When this deciding right is shared ("delt fast bosted"), an important factor is included: None of the parents are then allowed to move with the child inside of Norway without the consent of the other. (Changing address in the local area / in the same city does however not need consent).
Accordingly, when this deciding right resides with one parent ("fast bosted hos en av foreldrene"), that parent has the right to move with the child inside of Norway. The parent is then required by law to notify the other at least three months in advance. If the other parent does not agree that moving is beneficial for the child, then the parents have an obligation to go to mediation. If the mediation does not solve the matter, then the parent who disagrees with the move may go to trial. The single question in a court case will be where it is best for the child to live. If the judge thinks it's best for the child to stay and not move, then so be it. If the judge thinks the best thing for the child is to follow the parent who is moving, then so be it.
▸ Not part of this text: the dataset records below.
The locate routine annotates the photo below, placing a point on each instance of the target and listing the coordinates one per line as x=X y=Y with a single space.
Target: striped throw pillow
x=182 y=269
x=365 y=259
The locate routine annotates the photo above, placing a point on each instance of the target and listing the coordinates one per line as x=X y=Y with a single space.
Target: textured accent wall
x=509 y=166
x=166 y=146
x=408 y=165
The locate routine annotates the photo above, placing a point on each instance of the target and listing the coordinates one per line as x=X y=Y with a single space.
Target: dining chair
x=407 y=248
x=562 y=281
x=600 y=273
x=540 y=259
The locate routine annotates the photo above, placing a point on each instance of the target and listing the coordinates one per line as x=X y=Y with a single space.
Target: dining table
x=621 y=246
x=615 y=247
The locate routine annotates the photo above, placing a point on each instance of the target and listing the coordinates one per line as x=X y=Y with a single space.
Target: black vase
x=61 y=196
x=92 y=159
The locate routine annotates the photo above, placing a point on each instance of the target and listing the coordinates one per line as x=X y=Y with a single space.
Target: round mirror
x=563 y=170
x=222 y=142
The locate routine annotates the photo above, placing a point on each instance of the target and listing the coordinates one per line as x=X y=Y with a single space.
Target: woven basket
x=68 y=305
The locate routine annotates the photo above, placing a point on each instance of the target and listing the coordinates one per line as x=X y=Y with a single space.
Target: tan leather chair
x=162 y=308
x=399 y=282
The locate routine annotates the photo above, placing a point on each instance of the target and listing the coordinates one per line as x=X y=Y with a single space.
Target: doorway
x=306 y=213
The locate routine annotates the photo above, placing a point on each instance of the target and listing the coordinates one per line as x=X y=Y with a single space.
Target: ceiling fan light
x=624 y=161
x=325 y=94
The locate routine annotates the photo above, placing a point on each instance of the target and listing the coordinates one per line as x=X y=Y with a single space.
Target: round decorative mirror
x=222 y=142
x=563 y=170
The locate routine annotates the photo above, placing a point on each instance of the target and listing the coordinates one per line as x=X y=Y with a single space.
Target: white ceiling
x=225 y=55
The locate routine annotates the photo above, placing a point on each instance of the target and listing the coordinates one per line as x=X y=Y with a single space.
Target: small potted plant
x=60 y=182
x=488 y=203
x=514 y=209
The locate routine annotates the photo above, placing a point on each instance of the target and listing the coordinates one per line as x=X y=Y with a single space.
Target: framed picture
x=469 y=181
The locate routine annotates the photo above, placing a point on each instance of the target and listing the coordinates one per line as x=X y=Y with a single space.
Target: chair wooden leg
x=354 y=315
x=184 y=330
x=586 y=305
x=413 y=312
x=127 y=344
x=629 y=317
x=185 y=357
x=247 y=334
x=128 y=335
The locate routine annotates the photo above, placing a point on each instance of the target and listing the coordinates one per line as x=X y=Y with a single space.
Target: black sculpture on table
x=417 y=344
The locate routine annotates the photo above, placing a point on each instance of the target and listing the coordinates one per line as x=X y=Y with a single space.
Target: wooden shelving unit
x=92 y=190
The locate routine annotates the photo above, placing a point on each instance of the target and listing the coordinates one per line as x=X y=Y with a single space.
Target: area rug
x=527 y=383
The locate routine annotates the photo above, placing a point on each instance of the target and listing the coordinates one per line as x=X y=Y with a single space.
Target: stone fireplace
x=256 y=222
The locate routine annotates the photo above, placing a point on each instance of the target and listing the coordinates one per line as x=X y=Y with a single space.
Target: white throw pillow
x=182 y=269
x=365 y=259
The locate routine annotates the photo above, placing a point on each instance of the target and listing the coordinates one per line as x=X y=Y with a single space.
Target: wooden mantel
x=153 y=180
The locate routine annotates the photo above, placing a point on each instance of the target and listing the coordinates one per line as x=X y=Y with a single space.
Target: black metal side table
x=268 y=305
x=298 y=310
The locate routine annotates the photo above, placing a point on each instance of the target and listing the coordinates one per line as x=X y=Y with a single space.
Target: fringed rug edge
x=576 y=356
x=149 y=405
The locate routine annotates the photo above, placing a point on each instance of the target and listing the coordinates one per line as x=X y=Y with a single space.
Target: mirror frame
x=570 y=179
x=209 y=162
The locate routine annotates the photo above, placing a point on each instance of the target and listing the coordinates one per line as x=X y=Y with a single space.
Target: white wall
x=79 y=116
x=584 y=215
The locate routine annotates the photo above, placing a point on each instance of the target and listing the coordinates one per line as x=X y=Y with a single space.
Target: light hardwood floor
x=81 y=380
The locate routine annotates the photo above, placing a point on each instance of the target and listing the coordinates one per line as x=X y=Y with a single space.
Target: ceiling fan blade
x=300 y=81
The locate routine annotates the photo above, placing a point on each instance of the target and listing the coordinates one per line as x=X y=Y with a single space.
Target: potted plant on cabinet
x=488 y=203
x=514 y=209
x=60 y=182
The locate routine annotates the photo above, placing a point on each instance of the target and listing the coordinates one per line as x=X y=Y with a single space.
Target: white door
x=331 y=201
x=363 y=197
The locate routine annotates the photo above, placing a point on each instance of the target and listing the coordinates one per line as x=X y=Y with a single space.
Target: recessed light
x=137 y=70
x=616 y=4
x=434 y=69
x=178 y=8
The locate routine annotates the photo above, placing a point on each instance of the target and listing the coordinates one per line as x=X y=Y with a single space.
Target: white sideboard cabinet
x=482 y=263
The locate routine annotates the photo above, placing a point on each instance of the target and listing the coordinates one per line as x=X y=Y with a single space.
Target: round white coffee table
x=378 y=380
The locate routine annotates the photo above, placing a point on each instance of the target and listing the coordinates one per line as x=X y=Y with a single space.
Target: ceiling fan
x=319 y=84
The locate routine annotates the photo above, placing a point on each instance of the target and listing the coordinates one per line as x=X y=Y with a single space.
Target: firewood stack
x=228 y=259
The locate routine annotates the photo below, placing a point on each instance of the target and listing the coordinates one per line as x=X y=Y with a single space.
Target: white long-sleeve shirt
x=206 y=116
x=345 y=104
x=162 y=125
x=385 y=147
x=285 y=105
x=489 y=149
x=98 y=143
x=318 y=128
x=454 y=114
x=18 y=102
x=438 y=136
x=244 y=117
Letting one parent having the deciding rights alone can be a good solution where the parents cooperate very poorly. Then it is sometimes simplest and least conflicting that one of you decide, so you have fewer discussions. You may very well agree on this even if the child lives equally much or almost as much with each of you.
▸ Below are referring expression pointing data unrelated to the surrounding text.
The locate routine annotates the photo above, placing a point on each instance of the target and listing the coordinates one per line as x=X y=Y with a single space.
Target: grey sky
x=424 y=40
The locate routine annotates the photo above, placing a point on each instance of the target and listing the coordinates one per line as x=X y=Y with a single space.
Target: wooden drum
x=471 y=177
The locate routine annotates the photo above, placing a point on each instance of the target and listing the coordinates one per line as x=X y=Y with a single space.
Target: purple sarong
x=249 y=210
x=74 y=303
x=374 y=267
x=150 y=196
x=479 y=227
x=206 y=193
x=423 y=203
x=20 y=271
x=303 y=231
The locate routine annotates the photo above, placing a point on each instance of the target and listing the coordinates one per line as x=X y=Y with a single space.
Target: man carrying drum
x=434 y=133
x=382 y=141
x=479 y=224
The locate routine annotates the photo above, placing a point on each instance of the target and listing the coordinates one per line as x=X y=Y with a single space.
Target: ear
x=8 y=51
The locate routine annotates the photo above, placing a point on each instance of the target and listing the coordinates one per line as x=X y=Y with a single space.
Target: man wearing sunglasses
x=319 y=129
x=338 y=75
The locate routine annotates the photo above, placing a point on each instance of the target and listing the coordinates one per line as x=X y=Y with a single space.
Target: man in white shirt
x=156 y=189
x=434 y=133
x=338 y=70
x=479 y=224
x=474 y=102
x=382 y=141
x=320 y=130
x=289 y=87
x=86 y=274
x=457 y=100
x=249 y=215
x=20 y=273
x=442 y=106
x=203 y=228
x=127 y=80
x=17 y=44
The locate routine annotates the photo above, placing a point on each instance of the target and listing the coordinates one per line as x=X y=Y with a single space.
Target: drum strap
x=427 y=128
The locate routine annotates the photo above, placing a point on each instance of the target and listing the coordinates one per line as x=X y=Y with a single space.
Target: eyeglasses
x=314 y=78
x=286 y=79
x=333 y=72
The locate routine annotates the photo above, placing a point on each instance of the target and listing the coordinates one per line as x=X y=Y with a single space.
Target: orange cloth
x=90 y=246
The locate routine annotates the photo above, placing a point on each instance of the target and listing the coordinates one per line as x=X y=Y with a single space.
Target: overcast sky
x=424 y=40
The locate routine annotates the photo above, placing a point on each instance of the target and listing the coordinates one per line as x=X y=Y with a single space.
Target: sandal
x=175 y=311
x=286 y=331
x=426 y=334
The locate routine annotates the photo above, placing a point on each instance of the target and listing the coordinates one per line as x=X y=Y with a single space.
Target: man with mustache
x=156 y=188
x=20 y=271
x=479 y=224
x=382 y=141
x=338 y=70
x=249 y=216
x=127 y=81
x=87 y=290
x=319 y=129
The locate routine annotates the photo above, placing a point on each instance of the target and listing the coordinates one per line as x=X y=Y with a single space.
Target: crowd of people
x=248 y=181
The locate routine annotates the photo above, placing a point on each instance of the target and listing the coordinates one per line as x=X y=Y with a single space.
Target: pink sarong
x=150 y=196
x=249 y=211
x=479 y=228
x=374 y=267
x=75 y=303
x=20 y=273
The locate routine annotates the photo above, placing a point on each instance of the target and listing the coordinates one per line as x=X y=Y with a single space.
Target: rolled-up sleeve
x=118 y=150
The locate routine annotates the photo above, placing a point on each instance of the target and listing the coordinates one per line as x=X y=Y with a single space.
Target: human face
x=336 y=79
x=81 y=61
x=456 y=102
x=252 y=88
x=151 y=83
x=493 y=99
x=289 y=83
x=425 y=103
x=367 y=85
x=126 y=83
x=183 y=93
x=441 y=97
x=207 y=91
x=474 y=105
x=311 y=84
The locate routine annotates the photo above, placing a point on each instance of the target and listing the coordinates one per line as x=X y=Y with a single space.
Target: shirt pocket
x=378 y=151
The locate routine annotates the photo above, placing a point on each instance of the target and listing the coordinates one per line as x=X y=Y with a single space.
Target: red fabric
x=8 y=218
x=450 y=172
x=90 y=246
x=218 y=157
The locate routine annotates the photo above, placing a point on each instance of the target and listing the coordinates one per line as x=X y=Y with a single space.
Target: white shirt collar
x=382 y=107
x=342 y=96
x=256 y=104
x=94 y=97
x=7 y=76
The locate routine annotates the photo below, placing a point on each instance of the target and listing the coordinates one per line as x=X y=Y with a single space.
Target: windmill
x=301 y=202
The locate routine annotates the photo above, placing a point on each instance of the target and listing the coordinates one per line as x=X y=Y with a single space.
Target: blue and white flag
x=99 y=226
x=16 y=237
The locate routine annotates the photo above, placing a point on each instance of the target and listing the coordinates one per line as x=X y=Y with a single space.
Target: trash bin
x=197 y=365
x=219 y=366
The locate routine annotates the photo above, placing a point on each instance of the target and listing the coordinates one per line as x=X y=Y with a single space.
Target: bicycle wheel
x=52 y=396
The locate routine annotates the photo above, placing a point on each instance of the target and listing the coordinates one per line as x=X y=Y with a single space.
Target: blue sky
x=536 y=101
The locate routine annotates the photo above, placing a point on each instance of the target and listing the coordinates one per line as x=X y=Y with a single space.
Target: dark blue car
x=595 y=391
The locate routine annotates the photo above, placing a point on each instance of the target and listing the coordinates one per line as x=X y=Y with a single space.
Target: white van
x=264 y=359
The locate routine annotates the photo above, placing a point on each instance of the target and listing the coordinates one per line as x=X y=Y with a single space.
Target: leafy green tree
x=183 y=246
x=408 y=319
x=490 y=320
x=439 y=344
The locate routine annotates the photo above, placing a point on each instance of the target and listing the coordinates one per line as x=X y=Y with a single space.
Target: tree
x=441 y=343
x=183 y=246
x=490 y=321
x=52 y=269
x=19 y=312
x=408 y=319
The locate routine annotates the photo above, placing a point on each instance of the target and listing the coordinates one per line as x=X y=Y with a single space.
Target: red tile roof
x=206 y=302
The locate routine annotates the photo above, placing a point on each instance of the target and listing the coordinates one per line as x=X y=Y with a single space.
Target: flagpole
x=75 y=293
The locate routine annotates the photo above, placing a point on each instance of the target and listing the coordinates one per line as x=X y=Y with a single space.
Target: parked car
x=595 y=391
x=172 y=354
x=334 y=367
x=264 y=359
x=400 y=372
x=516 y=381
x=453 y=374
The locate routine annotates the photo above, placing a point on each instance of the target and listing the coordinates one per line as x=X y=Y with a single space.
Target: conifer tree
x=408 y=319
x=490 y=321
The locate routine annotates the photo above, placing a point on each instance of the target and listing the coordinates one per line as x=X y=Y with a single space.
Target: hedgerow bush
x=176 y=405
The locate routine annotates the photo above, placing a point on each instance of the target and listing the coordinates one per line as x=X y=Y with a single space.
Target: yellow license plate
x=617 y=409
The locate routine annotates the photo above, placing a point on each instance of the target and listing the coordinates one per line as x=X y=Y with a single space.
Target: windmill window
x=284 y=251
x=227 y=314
LEGAL CUSTODY ("FORELDREANSVAR"/"FORELDREMYNDIGHET")
This is the legal responsibility for and authority over the child. The parent who has legal custody signs the passport applications for the child, may give consent for medical treatment, chooses school for the child and takes care of some other formal matters.
In Norway, the main rule is that parents living apart have legal custody together / shared. Therefore, it is not often the parents need to discuss this. Who has legal custody is registered in the National Register ("Folkeregisteret").
When legal custody is shared, one parent cannot move abroad with the child without the consent of the other. However, parents may travel on regular vacations abroad with the child without the other's permission, i.e. up to approx. one month at a time.
Sometimes it seems right to let one parent have the legal custody alone. It may be that the other parent is ill, or lives very far away, so it becomes impractical to obtain signatures on formal papers. It may be that one parent does not participate rationally and promptly when making decisions. Or it may be that the level of conflict between the parents is so high that cooperation about these mattes does not work. In these cases, it may be best for one of you to be responsible. You can transfer the legal custody to one by signing a form and submitting it to the National Register. If you do not agree on where the legal custody should lie, it is possible to go to trial on this.